Eran los Proverbios y cantares de Antonio Machado, y allí, en el escenario, Fausto se convertía en Machado y era al mismo tiempo el hombre que amaba los mundos sutiles, ingrávidos y gentiles, y el perseguido que ya ha muerto en la frontera francesa, no lejos de donde él, Fausto, habría podido morir bajo los bombardeos de los fascistas.

Al andar se hace camino,

y al volver la vista atrás

se ve la senda que nunca

se ha de volver a pisar.

El público aprobó en la platea, y en los palcos las caras escasas, todas en el nivel más bajo, se asomaron un poco más sobre la baranda, círculos de piel emergiendo de la penumbra. No parecía que nadie ocupara el palco presidencial, y eso, absurdamente, decepcionó a Fausto. Era demasiado pedir que viniera un dignatario, por supuesto, pero al menos le habría podido prestar su palco a la familia o a los amigos.
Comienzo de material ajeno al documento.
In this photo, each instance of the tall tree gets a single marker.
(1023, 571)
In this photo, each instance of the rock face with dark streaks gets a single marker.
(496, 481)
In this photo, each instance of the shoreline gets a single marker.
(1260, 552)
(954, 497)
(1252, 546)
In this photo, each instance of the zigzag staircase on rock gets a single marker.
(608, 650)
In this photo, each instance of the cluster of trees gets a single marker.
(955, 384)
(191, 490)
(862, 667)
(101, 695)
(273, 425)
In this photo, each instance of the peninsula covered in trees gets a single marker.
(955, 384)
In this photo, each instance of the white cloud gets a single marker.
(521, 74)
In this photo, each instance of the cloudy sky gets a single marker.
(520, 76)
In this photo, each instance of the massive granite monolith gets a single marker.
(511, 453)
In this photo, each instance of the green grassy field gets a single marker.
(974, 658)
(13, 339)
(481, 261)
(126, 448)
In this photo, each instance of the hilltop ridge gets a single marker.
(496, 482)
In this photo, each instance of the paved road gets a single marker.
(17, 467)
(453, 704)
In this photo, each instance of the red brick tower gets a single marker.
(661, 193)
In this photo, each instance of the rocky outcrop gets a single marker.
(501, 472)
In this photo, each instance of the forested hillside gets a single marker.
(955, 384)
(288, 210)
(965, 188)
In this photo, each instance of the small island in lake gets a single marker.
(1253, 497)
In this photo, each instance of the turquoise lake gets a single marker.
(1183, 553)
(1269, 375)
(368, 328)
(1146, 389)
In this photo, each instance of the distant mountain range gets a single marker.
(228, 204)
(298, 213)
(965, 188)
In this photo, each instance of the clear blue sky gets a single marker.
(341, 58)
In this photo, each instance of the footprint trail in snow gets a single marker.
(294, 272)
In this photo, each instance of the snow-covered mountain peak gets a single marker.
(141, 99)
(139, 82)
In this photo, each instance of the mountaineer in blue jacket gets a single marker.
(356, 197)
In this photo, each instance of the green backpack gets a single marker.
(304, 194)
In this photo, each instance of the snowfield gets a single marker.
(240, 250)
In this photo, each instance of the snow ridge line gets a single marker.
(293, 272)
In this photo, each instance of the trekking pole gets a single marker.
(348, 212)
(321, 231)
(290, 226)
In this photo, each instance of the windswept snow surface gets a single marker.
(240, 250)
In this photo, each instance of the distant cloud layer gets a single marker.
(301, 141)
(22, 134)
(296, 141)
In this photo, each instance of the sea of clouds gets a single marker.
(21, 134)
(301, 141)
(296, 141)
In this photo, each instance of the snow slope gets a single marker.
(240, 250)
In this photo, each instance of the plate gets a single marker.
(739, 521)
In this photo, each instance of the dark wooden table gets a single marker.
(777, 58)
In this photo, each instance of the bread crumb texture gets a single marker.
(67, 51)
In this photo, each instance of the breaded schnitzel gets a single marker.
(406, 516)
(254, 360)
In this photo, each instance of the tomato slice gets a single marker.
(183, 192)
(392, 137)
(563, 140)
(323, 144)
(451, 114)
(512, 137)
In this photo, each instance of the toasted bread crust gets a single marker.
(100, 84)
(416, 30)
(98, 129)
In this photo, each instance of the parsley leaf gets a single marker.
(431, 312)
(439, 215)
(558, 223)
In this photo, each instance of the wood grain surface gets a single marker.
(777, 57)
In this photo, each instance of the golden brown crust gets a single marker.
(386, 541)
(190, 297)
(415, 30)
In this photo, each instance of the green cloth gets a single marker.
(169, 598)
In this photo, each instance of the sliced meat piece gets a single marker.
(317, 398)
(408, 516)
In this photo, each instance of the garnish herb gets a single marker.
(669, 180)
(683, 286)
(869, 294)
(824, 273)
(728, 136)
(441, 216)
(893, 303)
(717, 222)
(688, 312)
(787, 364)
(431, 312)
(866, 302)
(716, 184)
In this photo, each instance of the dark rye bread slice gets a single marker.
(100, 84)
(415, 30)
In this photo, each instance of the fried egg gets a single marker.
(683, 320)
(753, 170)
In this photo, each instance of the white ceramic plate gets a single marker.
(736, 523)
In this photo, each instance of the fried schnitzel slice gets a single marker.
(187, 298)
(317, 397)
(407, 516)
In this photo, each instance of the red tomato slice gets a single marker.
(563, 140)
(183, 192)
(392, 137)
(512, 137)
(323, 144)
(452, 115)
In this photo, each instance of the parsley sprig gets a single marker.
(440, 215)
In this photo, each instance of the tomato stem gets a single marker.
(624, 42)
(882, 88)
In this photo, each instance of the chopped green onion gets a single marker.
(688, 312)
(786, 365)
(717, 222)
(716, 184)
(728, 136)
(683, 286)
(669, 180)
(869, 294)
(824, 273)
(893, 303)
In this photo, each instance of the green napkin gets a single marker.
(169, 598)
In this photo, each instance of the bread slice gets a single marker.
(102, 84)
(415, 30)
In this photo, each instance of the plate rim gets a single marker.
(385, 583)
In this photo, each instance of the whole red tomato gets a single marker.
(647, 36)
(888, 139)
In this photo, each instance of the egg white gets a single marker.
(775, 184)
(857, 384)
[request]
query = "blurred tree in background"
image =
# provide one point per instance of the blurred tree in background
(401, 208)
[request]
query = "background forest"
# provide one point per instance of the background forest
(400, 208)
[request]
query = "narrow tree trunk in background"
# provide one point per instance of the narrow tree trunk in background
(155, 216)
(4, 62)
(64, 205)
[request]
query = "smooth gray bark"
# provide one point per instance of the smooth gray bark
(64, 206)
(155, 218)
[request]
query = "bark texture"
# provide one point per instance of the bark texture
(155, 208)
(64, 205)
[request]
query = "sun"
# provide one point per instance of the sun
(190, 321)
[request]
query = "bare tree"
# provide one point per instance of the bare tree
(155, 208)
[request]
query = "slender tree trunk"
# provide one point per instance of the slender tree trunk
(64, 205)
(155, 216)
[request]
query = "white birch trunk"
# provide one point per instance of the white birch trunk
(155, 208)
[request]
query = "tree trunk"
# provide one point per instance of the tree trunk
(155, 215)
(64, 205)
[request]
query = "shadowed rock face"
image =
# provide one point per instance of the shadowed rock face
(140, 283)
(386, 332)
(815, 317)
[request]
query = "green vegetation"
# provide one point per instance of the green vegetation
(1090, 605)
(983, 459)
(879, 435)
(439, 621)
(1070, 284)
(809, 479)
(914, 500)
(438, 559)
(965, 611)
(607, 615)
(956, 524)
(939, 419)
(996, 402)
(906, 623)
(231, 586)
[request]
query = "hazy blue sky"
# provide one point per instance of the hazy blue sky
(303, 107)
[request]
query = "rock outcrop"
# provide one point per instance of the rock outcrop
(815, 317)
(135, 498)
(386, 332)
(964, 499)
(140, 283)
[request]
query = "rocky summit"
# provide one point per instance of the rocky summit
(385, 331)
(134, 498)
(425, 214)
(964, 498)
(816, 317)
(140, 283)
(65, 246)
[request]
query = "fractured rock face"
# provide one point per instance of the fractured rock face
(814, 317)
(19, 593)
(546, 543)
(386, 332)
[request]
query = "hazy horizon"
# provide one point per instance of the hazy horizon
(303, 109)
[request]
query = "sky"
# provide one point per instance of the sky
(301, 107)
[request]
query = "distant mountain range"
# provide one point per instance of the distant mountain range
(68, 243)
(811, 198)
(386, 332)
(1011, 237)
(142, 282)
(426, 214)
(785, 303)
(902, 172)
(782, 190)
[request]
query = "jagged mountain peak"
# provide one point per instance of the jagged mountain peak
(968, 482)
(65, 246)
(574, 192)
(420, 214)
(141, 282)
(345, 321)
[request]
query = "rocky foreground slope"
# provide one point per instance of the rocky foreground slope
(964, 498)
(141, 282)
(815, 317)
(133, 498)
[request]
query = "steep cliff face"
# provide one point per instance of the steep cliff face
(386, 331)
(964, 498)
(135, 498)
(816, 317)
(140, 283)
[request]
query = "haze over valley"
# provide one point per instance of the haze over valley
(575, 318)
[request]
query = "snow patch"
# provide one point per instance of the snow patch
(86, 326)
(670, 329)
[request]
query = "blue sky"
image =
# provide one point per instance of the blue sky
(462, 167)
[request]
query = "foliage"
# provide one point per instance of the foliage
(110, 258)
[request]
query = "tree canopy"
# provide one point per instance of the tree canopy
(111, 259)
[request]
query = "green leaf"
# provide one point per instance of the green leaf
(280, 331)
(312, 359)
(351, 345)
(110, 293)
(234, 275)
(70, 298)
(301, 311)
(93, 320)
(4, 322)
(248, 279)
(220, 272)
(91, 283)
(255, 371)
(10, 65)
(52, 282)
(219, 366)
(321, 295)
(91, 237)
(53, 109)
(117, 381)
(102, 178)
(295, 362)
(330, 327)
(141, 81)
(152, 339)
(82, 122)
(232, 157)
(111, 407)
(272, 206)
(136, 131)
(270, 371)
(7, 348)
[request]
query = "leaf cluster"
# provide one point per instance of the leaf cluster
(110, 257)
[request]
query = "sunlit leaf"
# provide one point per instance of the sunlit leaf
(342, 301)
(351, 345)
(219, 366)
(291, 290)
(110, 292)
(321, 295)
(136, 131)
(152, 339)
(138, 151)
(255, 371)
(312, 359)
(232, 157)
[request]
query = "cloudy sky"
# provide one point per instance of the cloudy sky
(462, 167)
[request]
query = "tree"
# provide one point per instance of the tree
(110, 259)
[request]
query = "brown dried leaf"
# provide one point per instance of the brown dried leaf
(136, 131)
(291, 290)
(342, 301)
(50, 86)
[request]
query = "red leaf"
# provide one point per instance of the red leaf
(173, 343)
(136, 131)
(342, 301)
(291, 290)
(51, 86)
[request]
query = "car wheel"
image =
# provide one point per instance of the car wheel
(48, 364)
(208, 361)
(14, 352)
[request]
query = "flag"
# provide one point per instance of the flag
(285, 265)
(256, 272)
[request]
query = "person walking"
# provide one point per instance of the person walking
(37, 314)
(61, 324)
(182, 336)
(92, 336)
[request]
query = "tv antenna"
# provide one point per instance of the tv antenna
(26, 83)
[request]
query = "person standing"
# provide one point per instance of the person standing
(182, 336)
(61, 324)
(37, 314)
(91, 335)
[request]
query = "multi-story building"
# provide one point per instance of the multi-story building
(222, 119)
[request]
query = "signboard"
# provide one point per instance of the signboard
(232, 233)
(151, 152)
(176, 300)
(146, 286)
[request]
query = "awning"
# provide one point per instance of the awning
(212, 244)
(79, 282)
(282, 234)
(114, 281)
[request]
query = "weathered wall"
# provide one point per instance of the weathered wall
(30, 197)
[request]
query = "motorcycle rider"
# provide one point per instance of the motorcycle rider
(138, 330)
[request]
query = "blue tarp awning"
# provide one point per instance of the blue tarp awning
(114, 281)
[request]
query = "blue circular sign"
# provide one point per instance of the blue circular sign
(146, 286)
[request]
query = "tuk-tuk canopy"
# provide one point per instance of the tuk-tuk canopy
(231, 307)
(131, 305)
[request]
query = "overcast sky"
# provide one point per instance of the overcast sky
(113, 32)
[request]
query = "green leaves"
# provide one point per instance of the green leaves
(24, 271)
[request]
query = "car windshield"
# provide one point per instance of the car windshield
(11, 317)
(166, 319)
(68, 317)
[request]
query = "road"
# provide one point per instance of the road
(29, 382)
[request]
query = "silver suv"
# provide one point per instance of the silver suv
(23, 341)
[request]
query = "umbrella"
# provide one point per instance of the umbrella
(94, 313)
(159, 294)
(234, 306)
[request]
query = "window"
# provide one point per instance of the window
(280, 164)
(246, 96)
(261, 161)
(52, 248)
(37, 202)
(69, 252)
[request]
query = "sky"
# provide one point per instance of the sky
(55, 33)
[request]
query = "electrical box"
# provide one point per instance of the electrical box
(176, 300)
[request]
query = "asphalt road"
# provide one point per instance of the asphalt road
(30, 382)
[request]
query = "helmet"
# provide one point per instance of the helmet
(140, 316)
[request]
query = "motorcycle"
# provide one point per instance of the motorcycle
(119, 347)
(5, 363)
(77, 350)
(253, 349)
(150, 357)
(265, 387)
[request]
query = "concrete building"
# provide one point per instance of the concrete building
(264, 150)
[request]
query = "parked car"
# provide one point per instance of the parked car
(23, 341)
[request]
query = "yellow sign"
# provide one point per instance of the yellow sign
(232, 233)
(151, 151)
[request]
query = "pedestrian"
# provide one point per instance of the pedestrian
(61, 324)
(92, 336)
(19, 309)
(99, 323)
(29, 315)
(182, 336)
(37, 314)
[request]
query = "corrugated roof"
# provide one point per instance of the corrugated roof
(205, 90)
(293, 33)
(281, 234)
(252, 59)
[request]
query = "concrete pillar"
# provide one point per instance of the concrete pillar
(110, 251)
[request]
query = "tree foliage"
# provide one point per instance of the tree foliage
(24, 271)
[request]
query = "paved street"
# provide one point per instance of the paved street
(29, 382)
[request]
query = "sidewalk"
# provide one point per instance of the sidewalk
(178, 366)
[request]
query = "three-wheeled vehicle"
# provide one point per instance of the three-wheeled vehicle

Las caras atentas no se habían distraído; tras los aplausos, dispersos como una amenaza de lluvia, Fausto continuó con otro poeta muerto:

La cebolla es escarcha

cerrada y pobre:

escarcha de tus días

y de mis noches.

Hambre y cebolla:

hielo negro y escarcha

grande y redonda.

Pero no era un poema sobre la cebolla, entendió el público de las sillas de terciopelo rojo, sino sobre un niño: un niño con hambre, hijo de una mujer morena, amamantándose con sangre de cebolla.

Vuela niño en la doble

luna del pecho.

Él, triste de cebolla.

Tú, satisfecho.

No te derrumbes.

No sepas lo que pasa

ni lo que ocurre.

Y ahora Fausto era el poeta Miguel, escribiendo desde la cárcel los versos para su niño: el poeta Miguel, hombre de campo como él había sido, encarcelado por los fascistas como lo había estado el tío Felipe. Fausto era el tío Felipe y también el niño de seis años que lo había visitado en la cárcel, con miedo y tristeza, y era el jovencito con hambre que había robado cápsulas de aceite en una farmacia de Ciudad Trujillo. Un ruido callado le llegó desde la primera fila, y al terminar el poema (con las manos pegadas al cuerpo y un vibrato potente en la voz) Fausto se dio cuenta de que alguien estaba llorando. No era una sola mujer, sino varias: dos, cuatro, diez: las sillas de terciopelo sollozaban. Luego comenzaron los aplausos.